[Qemu-devel] Re: [PATCH 04/22] savevm: do_loadvm(): Always resume the VM

[Luiz Capitulino <lcapitulino@redhat.com>]

On Wed, 21 Apr 2010 10:36:29 +0200
Juan Quintela <quintela@redhat.com> wrote:

>     QTAILQ_FOREACH(dinfo, &drives, next) {
>         bs1 = dinfo->bdrv;
>         if (bdrv_has_snapshot(bs1)) {
> 
> /// We found a device that has snapshots
>             ret = bdrv_snapshot_goto(bs1, name);
>             if (ret < 0) {
> /// And don't have a snapshot with the name that we wanted
>                 switch(ret) {
>                 case -ENOTSUP:
>                     error_report("%sSnapshots not supported on device '%s'",
>                                  bs != bs1 ? "Warning: " : "",
>                                  bdrv_get_device_name(bs1));
>                     break;
>                 case -ENOENT:
>                     error_report("%sCould not find snapshot '%s' on device '%s'",
>                                  bs != bs1 ? "Warning: " : "",
>                                  name, bdrv_get_device_name(bs1));
>                     break;
>                 default:
>                     error_report("%sError %d while activating snapshot on '%s'",
>                                  bs != bs1 ? "Warning: " : "",
>                                  ret, bdrv_get_device_name(bs1));
>                     break;
>                 }
>                 /* fatal on snapshot block device */
> // I think that one inconditional exit with predjuice could be in order here
> 
> // Notice that bdrv_snapshot_goto() modifies the disk, name is as bad as
> // you can get.  It just open the disk, opens the snapshot, increases
> // its counter of users, and makes it available for use after here
> // (i.e. loading state, posibly conflicting with previous running
> // VM a.k.a. disk corruption.
> 
>                 if (bs == bs1)
>                     return 0;
> 
> // This error is as bad as it can gets :(  We have to load a vmstate,
> // and the disk that should have the memory image don't have it.
> // This is an error, I just put the wrong nunmber the previous time.
> // Notice that this error should be very rare.

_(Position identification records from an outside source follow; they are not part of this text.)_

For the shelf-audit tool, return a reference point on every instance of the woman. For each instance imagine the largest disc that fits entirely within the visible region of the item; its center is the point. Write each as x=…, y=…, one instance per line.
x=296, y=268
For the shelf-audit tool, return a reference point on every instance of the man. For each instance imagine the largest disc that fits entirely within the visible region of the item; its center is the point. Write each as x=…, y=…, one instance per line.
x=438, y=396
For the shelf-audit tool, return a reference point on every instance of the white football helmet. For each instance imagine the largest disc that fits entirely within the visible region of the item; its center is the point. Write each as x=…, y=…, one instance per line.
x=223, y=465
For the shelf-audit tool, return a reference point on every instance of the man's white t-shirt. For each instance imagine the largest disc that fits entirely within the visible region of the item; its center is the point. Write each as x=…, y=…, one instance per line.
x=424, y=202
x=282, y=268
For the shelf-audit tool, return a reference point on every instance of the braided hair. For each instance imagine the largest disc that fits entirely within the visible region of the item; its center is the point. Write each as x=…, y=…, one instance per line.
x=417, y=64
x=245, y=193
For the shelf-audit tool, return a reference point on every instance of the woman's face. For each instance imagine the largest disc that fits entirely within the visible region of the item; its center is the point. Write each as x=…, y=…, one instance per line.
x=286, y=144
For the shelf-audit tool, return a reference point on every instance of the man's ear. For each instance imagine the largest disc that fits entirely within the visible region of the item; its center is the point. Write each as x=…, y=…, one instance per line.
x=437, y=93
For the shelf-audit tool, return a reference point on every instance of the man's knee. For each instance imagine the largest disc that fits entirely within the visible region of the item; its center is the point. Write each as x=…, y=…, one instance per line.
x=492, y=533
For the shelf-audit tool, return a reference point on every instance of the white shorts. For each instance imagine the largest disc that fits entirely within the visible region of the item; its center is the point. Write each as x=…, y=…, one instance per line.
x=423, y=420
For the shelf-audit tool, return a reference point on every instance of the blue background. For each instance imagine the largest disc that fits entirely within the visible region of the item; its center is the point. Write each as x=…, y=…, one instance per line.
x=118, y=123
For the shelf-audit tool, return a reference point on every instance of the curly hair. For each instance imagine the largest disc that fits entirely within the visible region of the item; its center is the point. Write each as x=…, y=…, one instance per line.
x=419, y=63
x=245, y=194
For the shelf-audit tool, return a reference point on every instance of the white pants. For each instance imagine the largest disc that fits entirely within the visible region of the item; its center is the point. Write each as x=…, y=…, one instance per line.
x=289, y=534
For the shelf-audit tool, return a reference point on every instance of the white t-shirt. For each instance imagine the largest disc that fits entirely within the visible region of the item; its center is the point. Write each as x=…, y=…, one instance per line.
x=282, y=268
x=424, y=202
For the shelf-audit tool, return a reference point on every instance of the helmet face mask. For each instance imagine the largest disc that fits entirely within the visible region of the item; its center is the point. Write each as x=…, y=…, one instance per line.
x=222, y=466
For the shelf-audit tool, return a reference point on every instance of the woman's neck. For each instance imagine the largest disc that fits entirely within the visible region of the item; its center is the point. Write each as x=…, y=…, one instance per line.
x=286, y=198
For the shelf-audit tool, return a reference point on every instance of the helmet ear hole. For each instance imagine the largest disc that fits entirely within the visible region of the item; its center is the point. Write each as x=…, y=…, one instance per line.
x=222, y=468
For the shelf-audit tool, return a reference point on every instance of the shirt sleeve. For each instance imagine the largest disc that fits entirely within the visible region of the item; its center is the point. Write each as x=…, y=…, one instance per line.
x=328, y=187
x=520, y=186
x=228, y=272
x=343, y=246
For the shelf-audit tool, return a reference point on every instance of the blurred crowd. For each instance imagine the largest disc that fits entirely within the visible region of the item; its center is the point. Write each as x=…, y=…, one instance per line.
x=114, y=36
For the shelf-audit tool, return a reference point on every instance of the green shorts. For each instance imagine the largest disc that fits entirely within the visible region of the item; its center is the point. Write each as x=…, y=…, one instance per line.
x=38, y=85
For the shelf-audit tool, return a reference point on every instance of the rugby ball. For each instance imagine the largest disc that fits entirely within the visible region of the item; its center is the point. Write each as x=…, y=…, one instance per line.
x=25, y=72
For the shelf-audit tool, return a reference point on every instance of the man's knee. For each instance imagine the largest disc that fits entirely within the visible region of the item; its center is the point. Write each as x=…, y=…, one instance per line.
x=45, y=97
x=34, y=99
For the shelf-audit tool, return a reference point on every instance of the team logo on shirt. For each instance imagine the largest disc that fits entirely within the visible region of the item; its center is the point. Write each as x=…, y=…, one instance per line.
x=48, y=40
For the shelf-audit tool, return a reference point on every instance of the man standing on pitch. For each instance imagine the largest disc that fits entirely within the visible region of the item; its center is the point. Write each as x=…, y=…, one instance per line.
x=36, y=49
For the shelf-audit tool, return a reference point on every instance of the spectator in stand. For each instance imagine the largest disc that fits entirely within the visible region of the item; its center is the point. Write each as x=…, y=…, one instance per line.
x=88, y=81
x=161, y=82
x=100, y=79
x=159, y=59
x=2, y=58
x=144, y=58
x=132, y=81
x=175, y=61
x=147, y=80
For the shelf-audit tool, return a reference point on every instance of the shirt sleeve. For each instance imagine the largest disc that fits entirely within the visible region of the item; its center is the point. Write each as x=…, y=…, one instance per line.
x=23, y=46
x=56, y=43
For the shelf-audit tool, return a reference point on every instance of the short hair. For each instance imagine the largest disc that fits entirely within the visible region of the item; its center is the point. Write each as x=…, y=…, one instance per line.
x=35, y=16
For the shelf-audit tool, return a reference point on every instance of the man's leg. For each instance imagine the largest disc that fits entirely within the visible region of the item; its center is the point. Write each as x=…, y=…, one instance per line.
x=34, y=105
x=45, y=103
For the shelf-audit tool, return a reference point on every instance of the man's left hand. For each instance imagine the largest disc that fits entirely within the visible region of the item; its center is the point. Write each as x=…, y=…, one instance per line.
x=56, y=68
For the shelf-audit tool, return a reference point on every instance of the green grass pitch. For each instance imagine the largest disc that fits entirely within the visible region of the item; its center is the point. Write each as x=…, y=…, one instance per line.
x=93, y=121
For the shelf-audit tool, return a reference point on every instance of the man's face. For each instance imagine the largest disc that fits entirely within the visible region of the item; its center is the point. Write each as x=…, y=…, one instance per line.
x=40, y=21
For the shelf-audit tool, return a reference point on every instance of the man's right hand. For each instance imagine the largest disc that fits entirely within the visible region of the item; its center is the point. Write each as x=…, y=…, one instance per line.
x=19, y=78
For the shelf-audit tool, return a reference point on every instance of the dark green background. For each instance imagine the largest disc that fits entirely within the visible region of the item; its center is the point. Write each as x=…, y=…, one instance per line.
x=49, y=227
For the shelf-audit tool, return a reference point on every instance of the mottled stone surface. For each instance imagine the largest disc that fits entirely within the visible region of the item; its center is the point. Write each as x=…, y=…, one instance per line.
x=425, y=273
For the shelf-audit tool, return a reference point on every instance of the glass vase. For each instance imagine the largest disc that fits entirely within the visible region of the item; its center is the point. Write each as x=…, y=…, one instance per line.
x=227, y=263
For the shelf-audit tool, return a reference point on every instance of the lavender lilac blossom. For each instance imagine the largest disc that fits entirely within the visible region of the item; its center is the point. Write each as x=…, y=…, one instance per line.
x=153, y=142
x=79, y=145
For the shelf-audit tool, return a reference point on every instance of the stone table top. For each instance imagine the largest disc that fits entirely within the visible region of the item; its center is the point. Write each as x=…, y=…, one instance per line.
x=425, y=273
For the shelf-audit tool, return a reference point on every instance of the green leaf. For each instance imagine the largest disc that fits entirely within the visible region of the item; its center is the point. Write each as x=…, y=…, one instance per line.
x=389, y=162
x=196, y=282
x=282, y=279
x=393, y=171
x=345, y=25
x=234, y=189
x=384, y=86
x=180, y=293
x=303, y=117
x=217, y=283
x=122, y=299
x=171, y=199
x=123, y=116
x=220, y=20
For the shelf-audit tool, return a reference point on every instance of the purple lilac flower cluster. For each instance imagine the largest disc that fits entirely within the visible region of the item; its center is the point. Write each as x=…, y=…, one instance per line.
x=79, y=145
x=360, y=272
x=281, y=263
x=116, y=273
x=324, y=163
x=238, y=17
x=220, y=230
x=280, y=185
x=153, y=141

 So, the current code is buggy and if you fix it (by returning -1)
you'll get another bug: loadvm will stop the VM for trivial errors
like a not found image.

 How do you plan to fix this?

> As stated, I don't think that trying to run the machine at any point
> would make any sense.  Only case where it is safe to run it is if the
> failure is at get_bs_snapshots(), but at that point running the machine
> means:

 Actually, it must not pause the VM when recovery is (clearly) possible,
otherwise it's a usability bug for the user Monitor and a possibly serious
bug when you don't have human intervention (eg. QMP).

> 
> <something happens>
> $ loadvm other_image
>   Error "other_image" snapshot don't exist.
> $
> 
> running the previous VM looks like something that should be done
> explicitely.  If the error happened after that get_bs_snapshots(),
> We would need a new flag to just refuse to continue.  Only valid
> operations at that point are other loadvm operations, i.e. our state is
> wrong one way or another.

 It's not clear to me how this flag can help, but anyway, what we need
here is:

1. Fail when failure is reported (vs. report a failure and return OK)

2. Don't keep the VM paused when recovery is possible

 If you can fix that, it's ok to me: I'll drop this and the next patch.

 Otherwise I'll have to insist on the split.